Past presidents have mentioned and discussed slavery. In his 1965 commencement speech to Howard University, Lyndon Johnson delivered a still-remarkable treatise on racial inequality that began with this still-bracing line. “There is a second cause,” to black disadvantage, said Johnson. “Much more difficult to explain, more deeply grounded, more desperate in its force. It is the devastating heritage of long years of slavery; and a century of oppression, hatred, and injustice.”

These are exceptions. Overwhelmingly, when telling the story of America, our presidents lean on the idea of a voluntary society—a nation of frontiersmen and immigrants who came willingly to these shores to find freedom and opportunity. Throughout their time as president and first lady, Barack and Michelle Obama have taken a different approach. Their America is a nation of immigrants. Their America is the melting pot of civic cliché, sure, but it’s also a place of people who didn’t have a choice, who were brought here as chattel and forced to work under the lash, but who kept their belief in better days and salvation. In their hands, this isn’t just an American story; it’s the American story, testifying to the virtues of struggle, faith, and perseverance.

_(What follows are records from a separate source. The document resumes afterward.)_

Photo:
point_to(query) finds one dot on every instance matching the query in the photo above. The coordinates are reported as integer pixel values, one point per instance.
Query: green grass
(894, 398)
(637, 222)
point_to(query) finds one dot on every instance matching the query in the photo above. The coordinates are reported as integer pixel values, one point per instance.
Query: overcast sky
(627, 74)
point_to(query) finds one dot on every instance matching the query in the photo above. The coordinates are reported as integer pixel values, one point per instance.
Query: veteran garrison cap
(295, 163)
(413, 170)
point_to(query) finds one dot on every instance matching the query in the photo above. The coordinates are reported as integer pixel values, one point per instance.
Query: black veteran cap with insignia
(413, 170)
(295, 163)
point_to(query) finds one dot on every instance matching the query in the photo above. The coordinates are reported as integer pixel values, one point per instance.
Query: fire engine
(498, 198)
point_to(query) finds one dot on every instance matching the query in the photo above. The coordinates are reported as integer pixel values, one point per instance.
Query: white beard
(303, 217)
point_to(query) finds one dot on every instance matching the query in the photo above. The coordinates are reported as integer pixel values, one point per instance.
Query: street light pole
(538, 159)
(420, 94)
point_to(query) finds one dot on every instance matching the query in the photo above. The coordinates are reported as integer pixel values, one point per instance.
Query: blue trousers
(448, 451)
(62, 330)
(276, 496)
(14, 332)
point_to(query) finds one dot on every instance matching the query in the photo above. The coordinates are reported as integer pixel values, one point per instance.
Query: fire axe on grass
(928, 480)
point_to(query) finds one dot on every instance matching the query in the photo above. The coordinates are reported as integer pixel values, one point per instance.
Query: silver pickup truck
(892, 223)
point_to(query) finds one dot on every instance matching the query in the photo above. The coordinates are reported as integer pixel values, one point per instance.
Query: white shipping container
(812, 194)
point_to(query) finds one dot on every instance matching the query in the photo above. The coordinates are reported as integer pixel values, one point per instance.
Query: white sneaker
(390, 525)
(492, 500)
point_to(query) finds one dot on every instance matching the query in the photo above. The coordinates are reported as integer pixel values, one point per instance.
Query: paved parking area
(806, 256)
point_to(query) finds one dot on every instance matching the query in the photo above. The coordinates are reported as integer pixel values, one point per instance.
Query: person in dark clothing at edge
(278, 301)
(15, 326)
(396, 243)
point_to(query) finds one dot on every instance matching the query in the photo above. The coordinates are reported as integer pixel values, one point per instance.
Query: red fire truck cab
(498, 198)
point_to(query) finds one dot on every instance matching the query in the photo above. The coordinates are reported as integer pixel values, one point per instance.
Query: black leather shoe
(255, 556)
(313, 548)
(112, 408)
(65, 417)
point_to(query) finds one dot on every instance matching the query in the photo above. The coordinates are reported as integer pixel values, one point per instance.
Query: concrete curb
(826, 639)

This is what Obama brought with her speech. In a country that often sees its black citizens as dysfunctional embarrassments, it was brave rhetoric. In a country that pathologizes the body Michelle Obama inhabits—that of a dark-skinned black woman—as antithetical to American femininity and womanhood, it was nothing short of radical. Her speech wasn’t offering up the story of one black woman as a story of America; it suggested that America’s story was a black woman’s story as much as anyone else’s.

Quietly, almost matter-of-factly, this was the theme of Monday’s DNC from the moment Baltimore Mayor Stephanie Rawlings-Blake picked up her gavel. The Democrats are now a party of black women. There was Rawlings-Blake, and there was Rep. Marcia Fudge, admonishing the Berners to be respectful of her, and that’s to say nothing of interim chair Donna Brazile and convention CEO Leah Daughtry. Tuesday will feature the mothers of Eric Garner, Trayvon Martin, Dontré Hamilton, Jordan Davis, Michael Brown, Hadiya Pendleton, and Sandra Bland.

None of this came up in my conversation with my mom. She raved about Obama’s line—about a house built by slaves, occupied by a black family—and then I had to go to work. As much as Michelle Obama was speaking to the nation—to Democrats and Republicans, liberals and conservatives—she was also representing millions of black women, speaking to their patriotism, addressing them as citizens of equal worth, affirming their values.

There’s no doubt that this speech was political, first and foremost. Obama will be on the trail, stumping for Hillary Clinton, working to mobilize those black women and bring them to the polls with a version of what she said on Monday night. But it was a powerful piece of performance and symbolism. A reminder—perhaps a final one—that America looks like her. That America is her and all the women who have shared deeply in her experience.